Ayotte has criticized the two leading Democratic candidates, Joyce Craig of Manchester and Cinde Warmington of Concord, for declining to support legislation to ban sanctuary city policies in the state.

The House of Representatives rejected a Senate-passed bill on that topic during the closing weeks of the 2024 legislative session.

Warmington said she’s not taken a position; Craig signed up in support of a different bill in 2023 to make it easier for undocumented immigrants to get driver’s licenses.

Ayotte sets record for raising money

On spending, the Ayotte campaign pointed to Craig’s record as mayor of Manchester, during which she proposed tax increases and budgets that exceed the city’s tax cap.

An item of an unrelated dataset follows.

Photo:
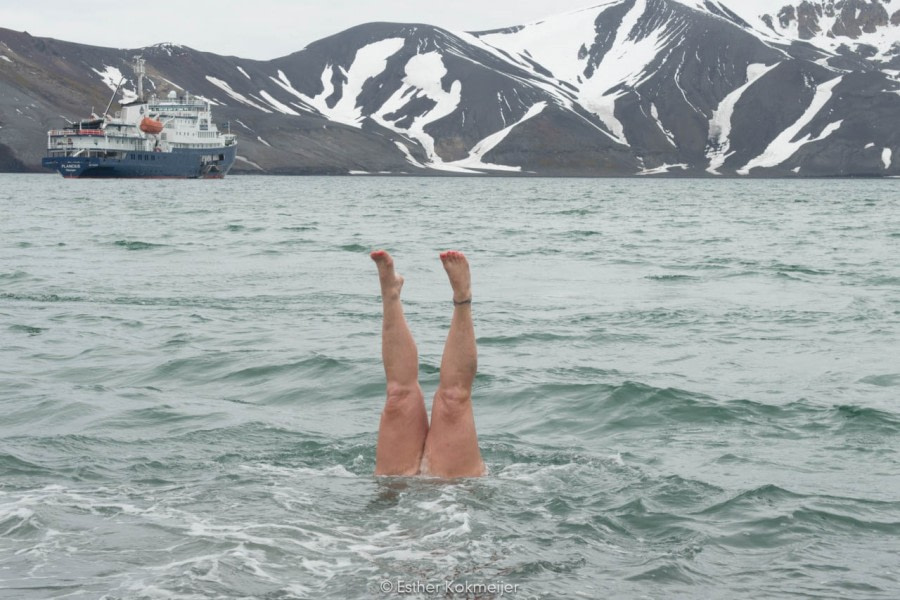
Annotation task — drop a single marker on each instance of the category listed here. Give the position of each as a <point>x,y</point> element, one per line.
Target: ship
<point>170,137</point>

Ayotte said Warmington’s Clean Energy Economy plan would lead to higher utility bills with the goal of reaching zero emissions.

When asked what her plan would cost, Warmington said the plan set broad goals for reducing emissions.

In this campaign, Warmington said if elected that she would oppose any increase in taxes and has challenged Ayotte to debate her on the issues.

Newmarket restaurant owner Jon Kiper is also seeking the Democratic nomination for governor.

The seven-figure ad buy from Ayotte’s campaign will include ads on broadcast, digital and streaming services, campaign officials said.

Efforts to reach voters through mail and digital advertising will also be part of this latest strategy, they said.

Ayotte has already broken a record for any candidate for governor by raising $4.2 million; former GOP Gov. Craig Benson spent roughly three times that to win the office in 2002, but nearly all of it was his own money.